New staff were told that skill levels acceptable from a man would not be accepted from a woman. They had to do better.
Jennian:
They laid special emphasis on getting the men recovered psychologically from the traumas they’d seen. And every effort was made to make the atmosphere of these rather grim buildings congenial. The courtyard had flowers regularly tended by the gardeners; the wards had fresh flowers in them, changed regularly by a team of volunteers; there were sports days, there were demonstrations by champion boxers. It was a very varied programme of entertainment.
Kate:
The hospital did have the word suffragette attached to it…?
Jennian:
Yes it did, because Flora Murray and Louisa Garrett Anderson had been very prominent in Mrs Pankhurst’s organisation. Flora Murray was actually Mrs Pankhurst’s personal physician, and Anderson had spent time in Holloway, having thrown a brick through a window. So they were well-known, and many, many of their staff were also supporters of the suffrage movement.
But these women had shown themselves capable of running a hospital, a large military hospital; they’d shown themselves to be capable of treating really very serious medical and surgical problems; and of successfully treating male patients, and this was something that had not been proved before. And what is more, they had shown it would happen without civilisation collapsing.
Kate:
More than twenty-six thousand men were treated at Endell Street Military Hospital, many needed major surgery.
In 1917, in recognition of their pioneering work, both Flora Murray and Louisa Garrett Anderson were awarded CBEs.

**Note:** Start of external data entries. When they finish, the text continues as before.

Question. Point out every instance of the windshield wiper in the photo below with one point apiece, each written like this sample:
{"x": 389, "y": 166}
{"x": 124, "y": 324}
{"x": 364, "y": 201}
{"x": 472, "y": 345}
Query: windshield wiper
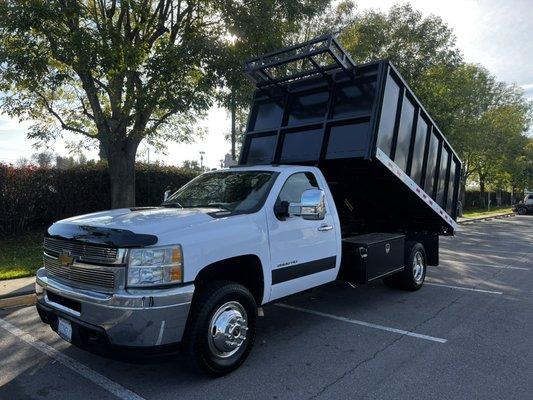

The legacy of Endell Street is that men could be treated by women doctors. Only one patient ever said he wouldn’t be treated by a female. And after a few days, he changed his mind, and asked his mother if he’d be allowed to stay a little longer. “The whole hospital is a triumph for women”, wrote another patient home, “incidentally, it is a triumph for suffragettes”.
Video summary
Kate Adie explores the rising demand for medical services as a result of the machine gun and artillery wounds from the war and the creation of the Voluntary Aid Detachment (VADs).
Kate visits the private residence of Lady Stamford who transformed Dunham Massey into an auxiliary hospital.
Another societal change was the opening of Endell Street Hospital run by Flora Murray and Louisa Garrett Anderson, who kept an all-female staff.
The hospital’s success reflects the breakthrough in social attitudes to female medical professionals treating men in particular.
Both Flora Murray and Louisa Garrett Anderson were rewarded for their efforts with CBEs.
Teacher Notes
Pupils could design and create a medal and testimonial for a female nurse or doctor.
The testimonial should highlight and recognise the women for their range and depth of work helping wounded troops from the front.
This clip will be relevant for teaching History at KS3, KS4/GCSE, in England and Wales and Northern Ireland.
Also at Third Level, Fourth Level, National 4 and National 5 in Scotland.
This topic appears in OCR, Edexcel, AQA, WJEC, CCEA GCSE and SQA.